Dropbox, Google, Microsoft, Box, Apple and any of the providers that can display your files in their interface, can and will comply with law enforcement and relinquish access to your files to them, with a court order. Crashplan, Carbonite, and Jungle Disk, if you setup the options to have a private key, all they store is the random bits and they don't know what they have. They can't access it, and are then free to tell law enforcement that they cannot comply. This makes them TNO, or Trust No One, compliant.
But there is a convenience that we enjoy with these cloud applications that is undeniable.
Google Drive, has very inexpensive storage. They have the Google Apps, as an office product replacement that has the single greatest feature to hit the web in a very long time; you can simultaneously edit documents with collaborators. You can see exactly what they do! It's quite the experience. There is also a desktop sync app, that allows for a folder on your computer to be replicated to the cloud and any other machines you install it on. We will label this feature as "Desktop Sync". Also, their cloud allow for backing up of your Android phone, which is indispensable. The Drive application is a little resource heavy and can bring system performance down.

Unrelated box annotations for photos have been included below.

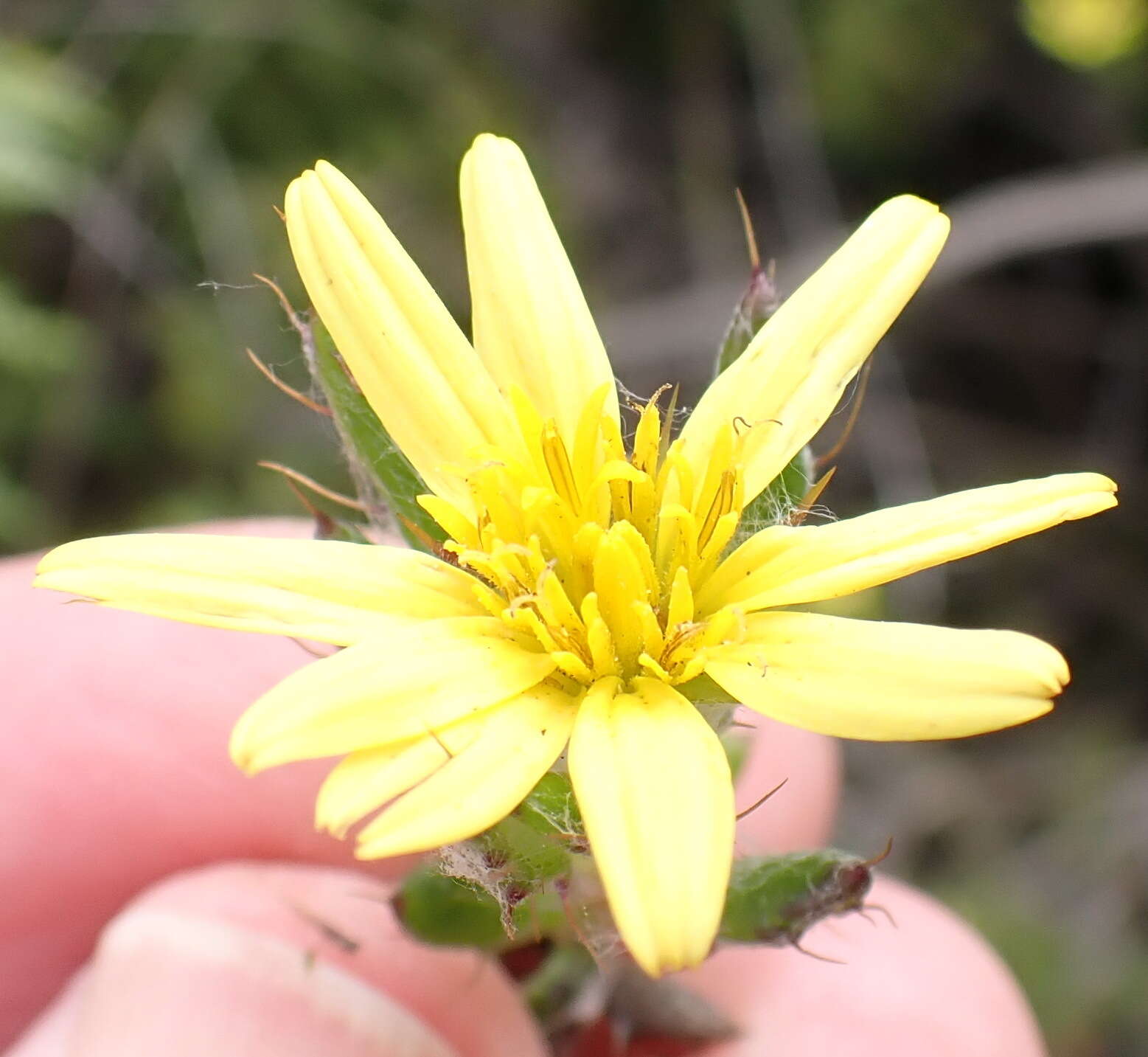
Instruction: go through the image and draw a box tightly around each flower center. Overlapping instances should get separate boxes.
[421,387,742,685]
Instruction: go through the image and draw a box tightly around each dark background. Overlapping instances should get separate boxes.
[0,0,1148,1057]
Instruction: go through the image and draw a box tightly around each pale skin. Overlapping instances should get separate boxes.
[0,521,1045,1057]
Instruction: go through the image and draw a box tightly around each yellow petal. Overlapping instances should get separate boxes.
[285,162,520,510]
[569,678,734,977]
[462,134,618,451]
[706,612,1069,741]
[315,710,479,837]
[698,474,1116,612]
[682,195,948,502]
[231,617,554,772]
[35,533,482,645]
[355,686,575,859]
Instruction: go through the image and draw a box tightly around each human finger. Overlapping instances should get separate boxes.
[9,863,543,1057]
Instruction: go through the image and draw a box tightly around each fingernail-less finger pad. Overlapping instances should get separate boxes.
[77,908,456,1057]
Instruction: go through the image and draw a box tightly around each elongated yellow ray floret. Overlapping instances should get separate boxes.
[37,136,1116,974]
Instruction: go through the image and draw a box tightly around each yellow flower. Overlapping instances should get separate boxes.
[37,136,1115,974]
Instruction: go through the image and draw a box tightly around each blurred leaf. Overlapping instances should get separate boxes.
[0,38,109,212]
[0,278,88,375]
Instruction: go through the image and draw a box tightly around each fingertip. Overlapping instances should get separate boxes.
[49,864,542,1057]
[737,709,841,855]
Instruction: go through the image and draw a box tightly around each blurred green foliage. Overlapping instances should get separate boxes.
[0,0,1148,1057]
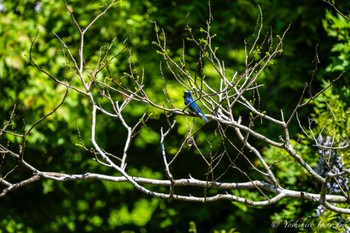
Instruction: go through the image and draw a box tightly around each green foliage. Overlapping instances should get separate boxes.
[322,10,350,72]
[0,0,350,232]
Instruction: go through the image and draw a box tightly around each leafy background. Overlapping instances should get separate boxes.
[0,0,350,232]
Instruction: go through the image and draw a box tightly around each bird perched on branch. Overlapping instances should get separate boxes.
[184,91,209,122]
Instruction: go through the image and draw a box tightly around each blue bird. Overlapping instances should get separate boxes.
[184,91,209,122]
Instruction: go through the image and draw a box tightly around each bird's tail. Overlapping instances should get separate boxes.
[199,112,209,123]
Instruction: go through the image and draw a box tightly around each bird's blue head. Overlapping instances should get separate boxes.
[184,91,192,98]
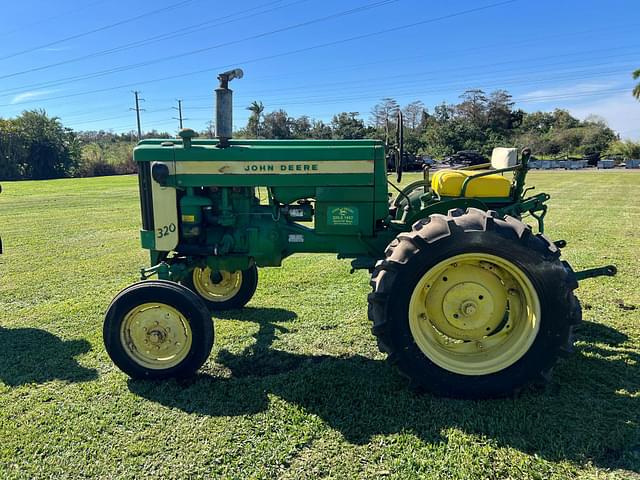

SkyDrive has storage, backs up your Windows Phone, has a light version of MS Office (no simultaneous collaboration, yet), email, "Desktop Sync" once you have installed their Sky Drive "Desktop Sync" you can access all the files on your computer from the web. Convenient, and a little creepy when you think about what they CAN access. It's all about trust.
iCloud, honestly... Pretty useless except for those items that are Apple centric. It's not a catch all and there is no way to edit your documents in a browser. It is handy for recovering your cloud backed up phone or ipod.
Dropbox has become the ubiquitous cloud service. All the apps for your phone will be able to sync to it, if anything. It syncs well across all your devices, and you can earn free storage. The price tiers are a bit steep, It's usefulness is without question.
Box is very similar to Dropbox. Their software is very well executed and handles syncing with less resources than Dropbox. They have occasional promotions where you can get free storage. I ended up getting 50GB for free by simply signing up for service with the iPhone app. That is hard to beat, and hard to come by. They do have a fault in there is a file upload size limit of 250mb. This is raised on paid plans, but not removed as a restriction. Dropbox has a significantly higher restriction.
PogoPlug is similar to Tonido, but their desktop application I found to be very resource hungry using lots of ram. A colleague of mine has the stand alone PogoPlug device, and he has been very pleased with its performance. Some things are better when they are dedicated, and somethings to do not scale well. I have several TB of data, and that may have been the limitation of my PogoPlug experience.
Carbontie and Crashplan I will lump together as they provide the same service. Crashplan was more economical for multiple computers for unlimited storage. Carbontie has a more friendly interface. Bothe have applications and you can access files an stream media with them, unless you have the setup a private key. Having done this for security, my overall experience with using them as a cloud storage option is limited but mentioned as it has tremendous value for low risk material.
Jungledisk and many of its type that I have left unmentioned are very highly configurable and somewhat daunting to setup. Additionally you pay for the storage separately, and you would choose your own provider. This is a very finest of geeky solutions, but may not be your cup of tea. It is mentioned more to show the opposite extreme.
There is more to say about these, and each could warrant its own place of honor as a post here and in your life. Give them a try and let us know what you think.